I frightfully propelled my body through the forest. As I darted past the trees, the sound of its breath pushed me to move faster. The beast kept its distance short and we finally broke through the edge of the tree line.
The hunt continued. Though my mind proved stable after a series of quick jumps and sharp turns, the luck which lulled me into a false hope began to dwindle. Suddenly, I began to stumble over myself. I staggered over tree roots and branches until my body collapsed into a deathbed of leaves and twigs.
It reminded me of the hour-long nature documentary I watched with my dad. We watched a wolf hunting a fawn—gore and all. Up until the end, she had an exuberance about her, as if she were playing a game of tag. She kept running and running, unaware of the future. But, “in nature, death looms forever” the narrator explained. Our sympathy for the fawn increased because neither of us could imagine obtaining the same fate. In the end, she lost her balance, becoming a meal; a hopeless assortment of bones and muscle.
I rolled over wet grass and something tore into my skin. Excruciating pain flooded into my leg. Between the leaves and twigs, lay a thick, spiked wire—a trap. This meant there were other people. I had to get back to the others and tell them, but how could I? The wolf was only a couple yards away from me now. I attempted to yank it from my leg but with every attempt, the wire gouged even further into the muscle. The leaked blood, now a definite puddle, continued to sicken me. Pulling and pulling, I could not untangle myself quickly enough to escape. And in the clench of my teeth, I pulled once more. The wire hit my bone. “Just an assortment of bones and muscle,” I thought to myself.

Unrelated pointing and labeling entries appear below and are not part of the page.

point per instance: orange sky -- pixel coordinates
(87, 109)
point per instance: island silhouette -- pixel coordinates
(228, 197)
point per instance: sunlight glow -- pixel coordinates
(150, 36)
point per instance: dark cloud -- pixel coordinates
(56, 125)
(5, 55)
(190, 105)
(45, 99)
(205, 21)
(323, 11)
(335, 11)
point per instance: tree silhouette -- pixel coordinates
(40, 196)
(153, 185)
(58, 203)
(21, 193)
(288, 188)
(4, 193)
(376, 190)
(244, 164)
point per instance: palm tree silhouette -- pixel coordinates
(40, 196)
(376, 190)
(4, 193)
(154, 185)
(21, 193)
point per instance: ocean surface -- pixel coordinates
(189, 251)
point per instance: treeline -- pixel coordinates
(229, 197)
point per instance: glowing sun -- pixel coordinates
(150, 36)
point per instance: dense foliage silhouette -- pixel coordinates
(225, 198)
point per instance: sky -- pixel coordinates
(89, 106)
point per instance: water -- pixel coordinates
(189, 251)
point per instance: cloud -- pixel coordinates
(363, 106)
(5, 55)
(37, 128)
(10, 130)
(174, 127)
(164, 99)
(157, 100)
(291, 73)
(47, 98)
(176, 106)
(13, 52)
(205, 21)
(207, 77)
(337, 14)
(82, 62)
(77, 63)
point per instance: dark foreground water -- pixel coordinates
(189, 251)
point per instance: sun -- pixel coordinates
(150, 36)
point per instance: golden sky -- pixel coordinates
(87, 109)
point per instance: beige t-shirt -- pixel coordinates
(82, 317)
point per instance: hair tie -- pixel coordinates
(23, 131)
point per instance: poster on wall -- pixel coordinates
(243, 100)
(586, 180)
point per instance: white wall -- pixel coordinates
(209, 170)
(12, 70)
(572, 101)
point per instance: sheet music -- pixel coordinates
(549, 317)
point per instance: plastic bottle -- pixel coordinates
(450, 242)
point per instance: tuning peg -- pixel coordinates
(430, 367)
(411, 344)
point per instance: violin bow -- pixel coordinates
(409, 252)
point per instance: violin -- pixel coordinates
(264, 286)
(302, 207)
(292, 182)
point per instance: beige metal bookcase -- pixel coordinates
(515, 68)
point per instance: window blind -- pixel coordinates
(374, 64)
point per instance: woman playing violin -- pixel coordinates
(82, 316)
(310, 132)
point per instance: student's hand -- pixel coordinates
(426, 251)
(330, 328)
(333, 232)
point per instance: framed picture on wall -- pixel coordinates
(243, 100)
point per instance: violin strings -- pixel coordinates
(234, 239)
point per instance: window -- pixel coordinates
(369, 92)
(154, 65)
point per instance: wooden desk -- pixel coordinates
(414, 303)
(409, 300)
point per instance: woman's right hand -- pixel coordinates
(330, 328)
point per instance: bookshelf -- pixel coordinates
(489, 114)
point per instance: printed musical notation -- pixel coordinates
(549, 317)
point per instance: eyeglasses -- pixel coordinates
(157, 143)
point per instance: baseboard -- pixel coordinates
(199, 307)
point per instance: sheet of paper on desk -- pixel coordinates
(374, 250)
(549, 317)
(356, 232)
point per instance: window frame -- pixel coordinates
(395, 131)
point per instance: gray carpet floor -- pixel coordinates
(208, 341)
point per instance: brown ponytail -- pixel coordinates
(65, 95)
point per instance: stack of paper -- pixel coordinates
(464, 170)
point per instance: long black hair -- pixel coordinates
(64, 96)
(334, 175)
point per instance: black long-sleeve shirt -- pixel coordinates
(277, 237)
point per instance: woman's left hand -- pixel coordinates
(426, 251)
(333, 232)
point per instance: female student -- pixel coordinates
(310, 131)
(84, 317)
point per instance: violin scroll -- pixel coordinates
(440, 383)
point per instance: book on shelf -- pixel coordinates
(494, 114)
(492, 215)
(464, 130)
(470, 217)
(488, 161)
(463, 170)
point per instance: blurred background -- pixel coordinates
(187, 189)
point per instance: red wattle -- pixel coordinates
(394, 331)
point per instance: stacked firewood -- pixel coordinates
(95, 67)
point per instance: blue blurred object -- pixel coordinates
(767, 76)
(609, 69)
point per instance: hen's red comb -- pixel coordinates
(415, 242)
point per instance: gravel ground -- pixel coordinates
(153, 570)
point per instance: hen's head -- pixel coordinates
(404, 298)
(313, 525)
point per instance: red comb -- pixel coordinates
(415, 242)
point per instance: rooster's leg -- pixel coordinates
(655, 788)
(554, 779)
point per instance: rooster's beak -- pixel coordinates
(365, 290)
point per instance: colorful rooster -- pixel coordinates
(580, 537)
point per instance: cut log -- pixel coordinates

I finally broke free from the wire and found myself crawling desperately through a bed of flowers, just short of a stream. I dragged my leg with the rest of my body until I could no longer crawl. The petals encountered bloodstains, which seemed to conceal their moonlit beauty--one after another, blanketed under the darkness.
Only a couple feet from me, the wolf brought his head to the wire that had severed my leg. The blood continued to drip from the wound, luring the wolf closer. Our eyes met once again and the wolf circled my body with a torturous obsession.
Suddenly, the wolf leapt, and landed on the grass, emerald in the night and radiating with potential. Forcing its teeth into my skin, the wolf jarred into my leg muscle. I pulled and pulled, losing a game of tug-o-war. Its jaw clenched stiff and inflexible, crushing my bone into pieces. Pain pierced my thigh. There laid my lifeless leg upon the wolf’s jawbone, detached and dangling like a shattered piece of glass. The blood crimsoned its jaw, gleaming in the moonlight--my t-shirt, drenched in a sea of vomit. The wolf flung my limp leg into the distance and jumped onto my ribs, preparing itself to feast on my remains. Its paws held me down. The teeth gnawed into my side, causing a constant flow of blood.
Footsteps whispered among the trees. In the last moment of my life, I squinted into the distance and noticed two overlapping shadows. One of the figures raised a bow and shot an arrow toward the beast. Within seconds, he fell to the ground beside me. The two shadows scuttled away like vermin, while I lay there, ripped open, beside the whimpering wolf.
Only death was capable of appreciating the end, and it was he who could fathom the rest. Humanity continued its future through the persistence of a wind, and the grass upon which I lay, broke still under the realm of a beauteous imagination. The moon shone among the clouds, glistening over a world of complexity.